US advisers question the “cost” of ESG

By Joe McGrath, ESG Clarity

More than a third of US investment advisers believe they have to sacrifice returns, to include environmental, social and governance metrics into investment portfolios, a survey has found.

US advisers question the “cost” of ESG

More than a third of US investment advisers believe they have to sacrifice returns, to include environmental, social and governance metrics into investment portfolios, a survey has found.

The US Monthly Product Trends report by research consultants Cerulli Associates, found that 35 per cent of advisers who are not currently using ESG said that the prospect of a “negative impact on investment performance” was a significant factor preventing them from implementing ESG.

The same report found that less than one in five investors (19 per cent), who are already embracing ESG metrics in their investment portfolio, believed that sustainable investment returns were a major factor driving demand for this approach to investing.

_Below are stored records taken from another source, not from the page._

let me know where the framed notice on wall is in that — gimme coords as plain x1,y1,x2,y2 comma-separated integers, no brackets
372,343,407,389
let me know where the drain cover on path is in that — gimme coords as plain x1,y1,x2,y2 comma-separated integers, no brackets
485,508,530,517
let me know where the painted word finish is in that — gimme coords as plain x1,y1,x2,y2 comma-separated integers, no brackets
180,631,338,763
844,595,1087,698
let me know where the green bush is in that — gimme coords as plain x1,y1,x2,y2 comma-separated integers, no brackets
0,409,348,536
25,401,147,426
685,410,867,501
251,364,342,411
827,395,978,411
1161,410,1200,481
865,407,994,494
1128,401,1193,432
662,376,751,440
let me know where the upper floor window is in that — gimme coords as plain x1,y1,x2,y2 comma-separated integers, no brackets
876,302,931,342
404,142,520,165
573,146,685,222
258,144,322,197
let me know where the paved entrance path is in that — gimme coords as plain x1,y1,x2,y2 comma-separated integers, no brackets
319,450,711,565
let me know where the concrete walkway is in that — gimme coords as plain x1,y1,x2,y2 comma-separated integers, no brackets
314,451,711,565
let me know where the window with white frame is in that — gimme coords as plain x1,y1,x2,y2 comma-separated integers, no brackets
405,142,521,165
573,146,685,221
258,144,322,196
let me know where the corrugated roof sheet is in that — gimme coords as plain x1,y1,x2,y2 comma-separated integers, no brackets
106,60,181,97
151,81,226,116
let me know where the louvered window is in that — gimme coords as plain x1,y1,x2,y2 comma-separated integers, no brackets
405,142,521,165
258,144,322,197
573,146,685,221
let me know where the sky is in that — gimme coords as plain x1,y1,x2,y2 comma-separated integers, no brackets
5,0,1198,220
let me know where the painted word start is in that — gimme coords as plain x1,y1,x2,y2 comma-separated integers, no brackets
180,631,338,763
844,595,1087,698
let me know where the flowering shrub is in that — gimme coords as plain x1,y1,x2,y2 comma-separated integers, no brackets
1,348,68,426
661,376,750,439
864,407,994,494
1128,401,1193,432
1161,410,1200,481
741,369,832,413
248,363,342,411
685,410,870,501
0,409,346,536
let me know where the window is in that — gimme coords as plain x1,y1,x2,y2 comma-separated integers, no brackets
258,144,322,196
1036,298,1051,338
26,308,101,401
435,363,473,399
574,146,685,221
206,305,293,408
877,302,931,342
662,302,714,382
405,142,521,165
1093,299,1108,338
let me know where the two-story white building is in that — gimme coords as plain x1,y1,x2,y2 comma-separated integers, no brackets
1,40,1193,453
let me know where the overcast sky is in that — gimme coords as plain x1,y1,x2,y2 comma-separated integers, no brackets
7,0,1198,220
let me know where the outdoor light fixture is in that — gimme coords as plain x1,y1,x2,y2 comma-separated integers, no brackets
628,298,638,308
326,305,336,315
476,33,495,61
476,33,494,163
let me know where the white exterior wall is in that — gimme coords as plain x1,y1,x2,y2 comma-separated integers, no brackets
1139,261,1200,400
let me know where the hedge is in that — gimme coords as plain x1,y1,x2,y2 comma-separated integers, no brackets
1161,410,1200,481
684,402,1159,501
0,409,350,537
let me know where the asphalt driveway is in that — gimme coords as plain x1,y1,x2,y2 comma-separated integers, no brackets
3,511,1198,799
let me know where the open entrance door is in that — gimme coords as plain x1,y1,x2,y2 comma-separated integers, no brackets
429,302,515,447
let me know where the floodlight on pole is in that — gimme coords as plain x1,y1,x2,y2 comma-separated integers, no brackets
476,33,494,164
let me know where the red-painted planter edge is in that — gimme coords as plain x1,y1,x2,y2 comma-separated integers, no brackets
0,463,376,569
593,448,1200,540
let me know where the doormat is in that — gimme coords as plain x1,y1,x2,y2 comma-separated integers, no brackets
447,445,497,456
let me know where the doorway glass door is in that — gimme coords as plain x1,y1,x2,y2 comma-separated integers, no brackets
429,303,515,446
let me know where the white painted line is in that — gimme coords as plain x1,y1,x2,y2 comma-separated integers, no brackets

In a media statement accompanying the research findings, Cerulli said that while fund firms had “prioritized” incorporating ESG criteria into their investment processes, it had not led to “actual investment among financial advisers”.

It added: “Cerulli argues that true ESG integration requires the application of material ESG factors with intentionality, in a process driven by robust data that is aggregated from both proprietary and third-party sources.”

This latest research from Cerulli follows a similar path to an Investor Study, conducted by Schroders in 2017, which found that 47 percent of European investors in thought long-term performance was a hurdle to embracing an ESG-oriented investment strategy.

The news will come as a disappointment to ESG champions, who have seen increasing numbers of asset owners, particularly in Europe, embrace sustainable investment solutions over the past year.

Last month, investment consultant Mercer released its latest European Asset Allocation report which found that the number of pension schemes now weighing up risks from climate change had jumped from 5 per cent in 2016 to 17 per cent a year later. However, the report also suggested that regulatory intervention was a key factor.